Canberra’s pregnant paramedics having to make do with oversized shirts and trousers rather than a proper uniform is another sign of “systemic failure” within the ACT’s Emergency Services Agency (ESA), according to their union.
Georgeina Whelan quit her job as ESA commissioner on 21 July after a string of blows to her management of the organisation that looks after the ACT’s firefighting, ambulance and emergency response services.
An independent report released earlier this month described a “chaotic environment” with a “culture of blame and fear”, bullying and lack of trust among executives within the ESA.
Paramedics have passed two no-confidence motions in Ms Whelan over the past year, including as recently as six weeks ago at a meeting of the ACT Branch of the Transport Workers Union (TWU ACT).
The union is calling for the ESA to be dissolved and replaced by a new body – one out from under the government’s Justice and Community Safety (JACS) directorate and headed up by “someone who understands how to support and resource emergency services”.
It claims red tape is seriously hampering day-to-day operations.
“For example, uniforms overall have been a complete and utter disaster,” TWU ACT official Ben Sweaney says.
“There has been a systemic failure over the last three years to provide a fit-for-purpose maternity uniform. And we’re getting winter uniforms in January, while in the middle of winter, you’re lucky if you can get a summer uniform.
“The commissioner has failed to iron out those problems.”
In addition to how Ms Whelan “often unnecessarily involved herself in operations”, there are allegations of “inappropriate behaviour” towards staff including yelling at them. One paramedic told Region he had never “been to a meeting that didn’t involve her yelling”.
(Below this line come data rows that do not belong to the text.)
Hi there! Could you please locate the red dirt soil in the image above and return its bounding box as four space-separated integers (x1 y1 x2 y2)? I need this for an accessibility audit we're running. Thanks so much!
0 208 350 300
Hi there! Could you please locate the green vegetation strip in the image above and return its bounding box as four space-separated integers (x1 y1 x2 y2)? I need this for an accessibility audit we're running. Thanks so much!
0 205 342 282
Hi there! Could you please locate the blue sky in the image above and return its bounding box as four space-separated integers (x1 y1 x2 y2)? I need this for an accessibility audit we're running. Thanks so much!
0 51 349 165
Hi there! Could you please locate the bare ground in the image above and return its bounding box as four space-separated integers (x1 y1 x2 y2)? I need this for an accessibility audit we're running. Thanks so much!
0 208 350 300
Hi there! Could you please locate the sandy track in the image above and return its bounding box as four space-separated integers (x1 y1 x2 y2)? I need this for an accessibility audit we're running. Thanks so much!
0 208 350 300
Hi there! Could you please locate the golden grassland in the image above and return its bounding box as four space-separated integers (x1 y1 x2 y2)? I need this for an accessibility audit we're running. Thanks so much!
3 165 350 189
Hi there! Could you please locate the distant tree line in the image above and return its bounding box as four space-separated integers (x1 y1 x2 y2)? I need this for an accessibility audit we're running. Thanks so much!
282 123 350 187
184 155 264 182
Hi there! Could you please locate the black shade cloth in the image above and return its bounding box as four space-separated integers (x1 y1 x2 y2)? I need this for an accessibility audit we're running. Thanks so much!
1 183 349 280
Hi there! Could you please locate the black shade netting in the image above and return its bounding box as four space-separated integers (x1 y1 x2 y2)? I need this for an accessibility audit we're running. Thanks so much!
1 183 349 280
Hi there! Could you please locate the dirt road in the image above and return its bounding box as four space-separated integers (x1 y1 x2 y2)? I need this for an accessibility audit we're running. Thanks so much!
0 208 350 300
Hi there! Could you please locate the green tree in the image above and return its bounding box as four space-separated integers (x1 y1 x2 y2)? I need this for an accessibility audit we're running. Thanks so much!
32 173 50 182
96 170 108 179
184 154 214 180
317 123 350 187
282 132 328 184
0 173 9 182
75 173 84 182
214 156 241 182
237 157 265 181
“This was their leader and our members’ concerns went unaddressed, so how can they have confidence?” Mr Sweaney says.
Emergency Services Minister Mick Gentleman has said the government would “certainly not” consider divvying up the the ESA.
“The ESA was formed quite deliberately after the 2003 fires,” he said.
“We found from the McLeod Report that these agencies were not working well separately and an ESA was required to oversee and actually drive direction through the different sub-agencies of the ESA.”
The report Mr Gentleman referred to came out in the aftermath of the January 2003 bushfire, and found ACT emergency services “performed creditably, but … were overwhelmed by the intensity of the fires and the unexpected speed of their advance”.
It proposed an ‘ACT Emergency Authority’ be formed to guide strategy and manage communication for future emergencies.
However, the union argues the McLeod Report is now 20 years old and negated by several reviews since then, including the Walker Review and Blueprint for Change Review, both of which point to management issues within the ESA.
“We think it’s time to start afresh,” Mr Sweaney says.
“We believe that the ESA creates another level of bureaucracy that’s unnecessary, unhelpful and hinders day-to-day operations.”
He cites an alternative in NSW, where a board of paramedics or firefighters outline issues with external stakeholders, who then provide advice. But whatever it looks like, he says it’s important work on a way to cut the red tape and provide “life-saving services” starts now.
“We call on the minister to commit to a new review so we can examine what’s changed since 2003.”
The union adds that it “welcomes the resignation and wishes Ms Whelan and her family well into the future”.
Assistant Commissioner Jason Jones will guide the ESA until a new full-time Commissioner is found.